Denham does not respond to this argument.

Where a plaintiff “alleges ordinary (rather than gross) negligence, and the employer stipulates to its vicarious liability for its employee’s negligence, a respondeat superior claim and [a negligent hiring, screening, supervision, or retention claim] are ‘mutually exclusive’ means of recovering from the employer.” See Alpizar, 2019 WL 1643743 at *7 (citing Sanchez v. Transportes Internacionales Tamaulipecos S.A. de C.V., No. 7:16-cv-354, 2017 WL 3671089 at *2 (S.D. Tex. July 20, 2017).
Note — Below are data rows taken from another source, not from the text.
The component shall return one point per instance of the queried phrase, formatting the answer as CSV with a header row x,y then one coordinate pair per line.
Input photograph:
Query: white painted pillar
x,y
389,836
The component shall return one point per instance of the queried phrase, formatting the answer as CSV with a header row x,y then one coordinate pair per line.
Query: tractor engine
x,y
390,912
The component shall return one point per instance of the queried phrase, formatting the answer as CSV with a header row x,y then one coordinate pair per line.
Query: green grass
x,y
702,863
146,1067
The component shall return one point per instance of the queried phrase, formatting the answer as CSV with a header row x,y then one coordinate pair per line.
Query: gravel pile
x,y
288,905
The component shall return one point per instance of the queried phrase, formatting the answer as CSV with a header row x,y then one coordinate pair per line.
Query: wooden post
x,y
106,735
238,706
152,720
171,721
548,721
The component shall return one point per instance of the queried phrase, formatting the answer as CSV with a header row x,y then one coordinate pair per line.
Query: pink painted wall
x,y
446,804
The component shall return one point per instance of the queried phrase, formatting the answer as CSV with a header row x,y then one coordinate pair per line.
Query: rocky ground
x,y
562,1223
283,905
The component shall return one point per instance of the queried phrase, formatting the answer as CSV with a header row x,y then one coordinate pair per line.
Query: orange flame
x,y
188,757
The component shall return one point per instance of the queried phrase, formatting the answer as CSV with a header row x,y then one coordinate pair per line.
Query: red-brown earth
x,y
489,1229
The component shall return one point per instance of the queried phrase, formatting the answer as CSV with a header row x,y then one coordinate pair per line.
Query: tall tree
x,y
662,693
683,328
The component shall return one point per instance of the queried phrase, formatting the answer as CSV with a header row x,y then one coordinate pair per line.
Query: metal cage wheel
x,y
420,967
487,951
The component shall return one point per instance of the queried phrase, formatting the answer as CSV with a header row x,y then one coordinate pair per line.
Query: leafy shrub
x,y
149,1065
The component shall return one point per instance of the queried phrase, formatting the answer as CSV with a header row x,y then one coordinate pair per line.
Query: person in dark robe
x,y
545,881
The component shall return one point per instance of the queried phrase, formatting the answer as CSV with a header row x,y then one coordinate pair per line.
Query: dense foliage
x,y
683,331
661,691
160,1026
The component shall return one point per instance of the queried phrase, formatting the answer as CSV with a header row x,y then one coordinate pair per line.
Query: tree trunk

Here, Denham has raised no argument and submitted no evidence in support of her negligent hiring, screening, supervision, and retention claim. See Matsushita, 475 U.S. at 587 (stating that where the moving party demonstrates an absence of evidence supporting a claim, the burden shifts to the nonmoving party to come forward with specific facts showing that a genuine issue for trial does exist). However, regardless of any waiver, Bark River does not dispute that Hudson was acting in the course and scope of his employment at the time of the accident. (See D.E. 24 at 1-2). Accordingly, as in Alpizar, if Hudson was negligent and his negligence proximately caused Denham’s injuries, Bark River would be vicariously liable for that negligence regardless of its hiring, training, supervision, or retention of him as an employee. Alpizar, 2019 WL 1643743 at *7. Further, if Hudson was not negligent, then any negligence by Bark River regarding his hiring, training, supervision, or retention could not have proximately caused Denham’s injuries. Id. Thus, summary judgment is appropriate on Denham’s negligent hiring, screening, supervision, and retention claim because it is mutually exclusive with her respondeat superior claim.

III. CONCLUSION
Accordingly, Defendants’ motion for partial summary judgment (D.E. 24) is GRANTED in part and DENIED in part, and Denham’s claim regarding negligent hiring, screening, supervision, and retention is DISMISSED.

ORDERED this 3rd day of October, 2019.

B. JANICE ELLINGTON

UNITED STATES MAGISTRATE JUDGE

10
All Citations
Slip Copy, 2019 WL 4887256

Footnotes

1
Each page of deposition testimony includes four mini-pages. The number before the brackets cites the overall page, while the number inside the brackets cites the specific mini-pages.